Se a opinião que o papa representa entra por um ouvido de seus fiéis e
sai pelo outro, para que ele serve? Para ser um popstar ligeiramente
mais velho que o Mick Jagger? Uma pessoa cujo principal trabalho é
acenar para multidões?
Bom, parte do trabalho de ser papa
consiste disso mesmo. Mas não fica nisso, claro. Por mais que certas
posições da Igreja não façam mais sentido no tempo e no espaço em que
seus seguidores vivem, o papel do homem que senta na Santa cadeira
continua relevante. Papel não. Papéis, já que o Sumo Pontífice encarna
vários personagens sob a mesma batina. E saber qual é cada um deles
ajuda a entender melhor a dimensão real de um papa.
Primeiro, o
mais banal desses papéis: o papa também é bispo. Ele é o responsável
pela diocese de Roma de forma tão direta quanto dom Odilo Scherer pela
de São Paulo. João Paulo 2º, por exemplo, passava as manhãs resolvendo
as demandas da diocese local, que hoje conta com 5.994 padres e 2,6
milhões de fiéis.
Na sua função mais conhecida, a de líder
supremo da Igreja Católica, o papa pode banir teólogos, canonizar beatos
e nomear cardeais. De quebra, também tem o emprego de chefe de Estado
do Vaticano - um enclave do tamanho de 52 campos de futebol no coração
de Roma. Ali , o papa atua como o último monarca absoluto da Europa. Ele
delega a administração a cardeais, mas pode mandar como bem entende nos
800 e poucos habitantes.

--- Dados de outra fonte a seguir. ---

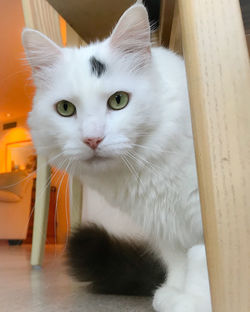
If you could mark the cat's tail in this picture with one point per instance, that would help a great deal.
(113, 265)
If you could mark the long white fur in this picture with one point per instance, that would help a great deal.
(145, 163)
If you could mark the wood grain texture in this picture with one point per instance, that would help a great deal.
(76, 200)
(175, 41)
(41, 211)
(166, 21)
(218, 73)
(41, 16)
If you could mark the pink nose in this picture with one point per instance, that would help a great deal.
(93, 142)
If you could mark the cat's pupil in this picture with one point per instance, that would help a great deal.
(65, 106)
(118, 99)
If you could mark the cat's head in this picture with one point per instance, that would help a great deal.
(93, 105)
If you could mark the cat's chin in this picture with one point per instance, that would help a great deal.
(99, 163)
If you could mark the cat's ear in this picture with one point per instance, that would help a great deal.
(41, 52)
(131, 36)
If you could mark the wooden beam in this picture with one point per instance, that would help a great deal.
(218, 73)
(166, 21)
(41, 16)
(175, 41)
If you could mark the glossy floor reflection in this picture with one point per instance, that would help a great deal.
(50, 289)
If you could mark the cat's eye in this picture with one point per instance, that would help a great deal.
(118, 100)
(65, 108)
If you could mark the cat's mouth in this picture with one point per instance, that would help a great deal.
(96, 158)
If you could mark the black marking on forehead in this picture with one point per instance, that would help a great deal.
(97, 68)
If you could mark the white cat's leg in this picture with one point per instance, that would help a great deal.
(171, 292)
(197, 283)
(186, 288)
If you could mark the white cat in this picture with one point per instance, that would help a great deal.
(116, 113)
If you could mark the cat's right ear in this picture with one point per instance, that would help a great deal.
(41, 52)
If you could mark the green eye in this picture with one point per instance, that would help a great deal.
(65, 108)
(118, 100)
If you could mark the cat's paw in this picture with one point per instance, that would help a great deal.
(168, 299)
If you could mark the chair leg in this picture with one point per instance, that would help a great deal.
(75, 203)
(218, 72)
(40, 212)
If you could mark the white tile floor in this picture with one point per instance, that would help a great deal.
(50, 289)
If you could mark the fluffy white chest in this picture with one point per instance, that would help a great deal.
(165, 206)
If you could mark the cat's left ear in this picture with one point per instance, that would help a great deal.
(41, 52)
(131, 36)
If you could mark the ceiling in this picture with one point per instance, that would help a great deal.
(95, 19)
(16, 89)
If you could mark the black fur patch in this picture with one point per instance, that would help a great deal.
(113, 265)
(97, 68)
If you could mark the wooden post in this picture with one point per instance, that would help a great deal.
(41, 211)
(41, 16)
(218, 71)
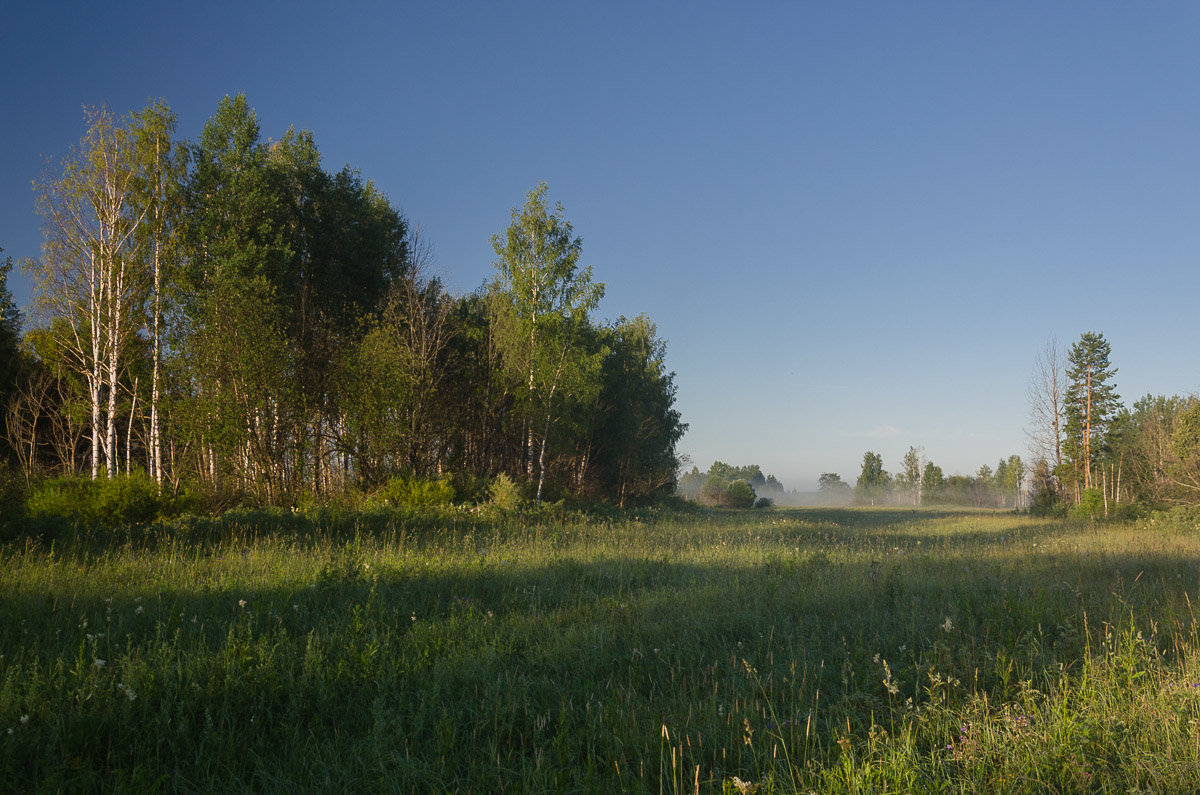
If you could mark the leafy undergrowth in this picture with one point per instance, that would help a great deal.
(736, 651)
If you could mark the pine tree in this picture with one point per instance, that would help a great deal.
(1091, 402)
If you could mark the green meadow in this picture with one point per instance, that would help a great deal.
(669, 651)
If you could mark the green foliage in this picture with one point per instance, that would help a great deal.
(504, 495)
(739, 495)
(106, 502)
(850, 651)
(540, 302)
(1091, 404)
(417, 492)
(1090, 506)
(874, 482)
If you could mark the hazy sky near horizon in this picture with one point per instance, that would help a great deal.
(855, 222)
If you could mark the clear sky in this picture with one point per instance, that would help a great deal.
(855, 222)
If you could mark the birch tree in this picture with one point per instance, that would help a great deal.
(540, 304)
(87, 274)
(1047, 394)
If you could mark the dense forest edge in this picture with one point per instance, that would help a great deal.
(237, 326)
(225, 323)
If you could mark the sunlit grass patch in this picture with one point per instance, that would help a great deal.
(789, 650)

Também dá as cartas em temas espirituais:
ninguém pode julgá-lo nem recorrer de suas decisões. Mas ampla mesmo é a
sua quarta missão: manter a paz entre a Igreja Católica, com seu 1,2
bilhão de fiéis, e as outras religiões - incluindo aí as outras
vertentes do cristianismo, que somam elas próprias outro bilhão de
seguidores.
João Paulo 2º levou isso a ferro e fogo: avançou no
intercâmbio com os ortodoxos e tentou construir laços com os
evangélicos. Foi também o primeiro papa a visitar uma sinagoga em Roma,
em 1986, e o primeiro a entrar numa mesquita, na Síria, em 2001. Tanto
fez que terminou o reinado como um superstar. Seu funeral, em 2005,
reuniu pelo menos 4 milhões de pessoas e contou com mais chefes de
Estado que qualquer outro evento fora da ONU.
Agora o papa
Francisco nem bem assumiu e já é pop. Tanta expectativa ao redor de uma
pessoa faz dela uma espécie de porta-voz da humanidade. As pessoas
esperam que ele opine sobre tudo, como um Caetano Veloso de batina, com a
diferença de que sua opinião se torna um fato global instantâneo. Em
1962, no auge da crise dos mísseis em Cuba, João 23 colocou panos frios
na disputa entre EUA e URSS com um discurso pela paz emitido pela Rádio
Vaticano. Em 1978, Chile e Argentina desistiram de guerrear por uma
disputa no Canal de Beagle graças à mediação de João Paulo 2º. O mesmo
papa ajudou a derrubar o comunismo na Polônia, seu país, dando apoio à
oposição e bloqueando o monopólio da informação do regime. As paróquias
polonesas distribuíam jornais clandestinos com informação sobre o que se
passava no mundo do outro lado da cortina de ferro. E o fim do regime
fechado na Polônia, em 1990, foi um dos marcos do fim da Guerra Fria.
Em
suma: o papa pode até não ser ouvido pelos próprios fiéis quando o
assunto é a vida particular deles. Mas às vezes influencia mais no
destino do mundo do que qualquer chefe de Estado. Se o chefe da Igreja
for um líder dinâmico e negociador, como foi João Paulo 2º, certamente
vai deixar um legado relevante. E o simpático e firme papa Francisco tem
tudo para isso. Buena suerte, Jorge.